Typically, about 60 percent of Potosa’s business is from local customers, and 40 percent is travelers. During the pandemic, those numbers have ﬂipped to where 60 per-cent are travelers and only 40 percent is local. Looking ahead to 2021 when the pandemic may not have as great of an impact as in 2020, Cabrera says she is hopeful to see similar numbers from travelers.
“I hope the trend continues,” she says. “I hope that it will be word of mouth where they’ll go home and tell all their friends and want to come back. They said they had no idea that it was such a charming place to be in that the spa was so beautiful.”
Cabrera thinks targeting the bigger cities within driving range is a worthwhile strategy to spas with or without a pandemic.
“Get involved in the bigger cities,” she recommends. “If there are events there, go to shows and make yourself known. Go to some chamber meetings there and network. If it’s just a short drive away, get to know them.

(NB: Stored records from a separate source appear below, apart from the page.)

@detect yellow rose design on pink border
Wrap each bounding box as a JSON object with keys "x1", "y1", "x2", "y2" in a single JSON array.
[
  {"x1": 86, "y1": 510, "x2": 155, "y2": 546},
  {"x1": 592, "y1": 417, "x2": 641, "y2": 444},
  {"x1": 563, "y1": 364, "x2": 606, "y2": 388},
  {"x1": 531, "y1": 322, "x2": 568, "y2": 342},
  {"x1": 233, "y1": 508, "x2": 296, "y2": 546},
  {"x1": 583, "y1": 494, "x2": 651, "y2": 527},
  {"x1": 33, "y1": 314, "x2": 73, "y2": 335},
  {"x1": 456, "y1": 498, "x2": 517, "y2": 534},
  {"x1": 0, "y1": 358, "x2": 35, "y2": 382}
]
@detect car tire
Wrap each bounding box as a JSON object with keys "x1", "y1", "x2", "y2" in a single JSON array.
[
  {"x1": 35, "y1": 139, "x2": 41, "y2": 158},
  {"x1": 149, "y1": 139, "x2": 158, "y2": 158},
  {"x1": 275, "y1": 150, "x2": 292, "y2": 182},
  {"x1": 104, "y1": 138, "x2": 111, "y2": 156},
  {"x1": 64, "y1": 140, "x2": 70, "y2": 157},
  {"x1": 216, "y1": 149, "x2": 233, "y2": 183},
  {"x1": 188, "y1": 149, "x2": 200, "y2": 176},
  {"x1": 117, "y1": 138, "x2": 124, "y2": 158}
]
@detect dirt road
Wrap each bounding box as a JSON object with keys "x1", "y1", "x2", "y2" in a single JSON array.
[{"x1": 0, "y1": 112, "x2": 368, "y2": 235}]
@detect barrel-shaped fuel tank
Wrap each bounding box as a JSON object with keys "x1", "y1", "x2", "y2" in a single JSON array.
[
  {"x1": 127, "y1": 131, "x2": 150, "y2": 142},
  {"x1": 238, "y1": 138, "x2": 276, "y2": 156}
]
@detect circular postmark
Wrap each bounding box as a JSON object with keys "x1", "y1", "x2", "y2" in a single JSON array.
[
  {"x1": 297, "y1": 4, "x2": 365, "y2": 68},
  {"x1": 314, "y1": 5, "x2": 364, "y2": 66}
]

“And then, when you do have guests come in from bigger cities, show off a little bit. Let them know what’s going on in your town, what’s going on in your spa and then showcase some of your local services.”
The Acqualina Resort and Spa has limited its menu since reopening, and that includes the Royal Spa Suite, which is for couples only. But the demand for the couples suite has been anything but limited, as it has been bringing
in needed revenue not only on the weekend, but on weekdays, too.
That was a little surprising at ﬁrst to Catherine Davalle, the Executive Director of Spa at Acqualina. But then it started to make sense.
“I wasn’t sure about couples suite when you’ve already been locked down with your spouse for two months, but that has been their choice,” she says. “I think it’s just the feeling of being on vacation, even if you’re only maybe half an hour from home.
“People are longing to be together and escape because they can’t go anywhere. This is a nice escape for two to try to forget what is happening in the world.”
The Royal Spa Suite features a private lounge and an oceanfront treatment room with a steam shower for two and private wraparound balcony. It’s been perfect during the pandemic because it offers complete privacy. Guests can choose between experience of three hours, two hours or 90 minutes and varying levels of spa treatments, Champagne and lunch.
This sort of package has always been available at Ac-qualina, but it’s taken off during the pandemic. That’s because this suite is like a mini apartment where you can lounge, enjoy the view and feel like you’re on a trip without going anywhere.
“The renewal in interest is because people want to feel special, they want to feel their best,” Davalle says. “It’s been frustrating for so many months that right now, it is selling like hot pancakes. And a lot of spas haven’t reopened, so there are less choices.”
Davalle says Acqualina has tweaked the package a little during the pandemic. For example, the longest treatment available is two hours (down from three hours) as it gets more difficult for therapists to do long treatments with a mask on. As a substitute, though, guests get more time alone in the steam shower, in the lounge for food and drinks or on the balcony to look down on the water.
When quarantined with kids, the alone time for spouses is a valuable commodity. And that’s why this option has been so attractive. It is typically 100-percent booked, even when the hotel is only at 50 percent capacity. Those looking to book the couples suite have to book 2-3 weeks in advance.
Davalle estimates about 60 percent of the spa’s business is local. The majority who come are celebrating something like a birthday or an anniversary.
Since a lot of people want to get out of their house but also stay safe, this has been a great option for local guests.
“It’s all about creating some type of escape for our guests,” Davalle says. “It’s a very luxurious experience that they can’t ﬁnd in other spas. Create that bubble where they can forget everything and enjoy each other’s company.”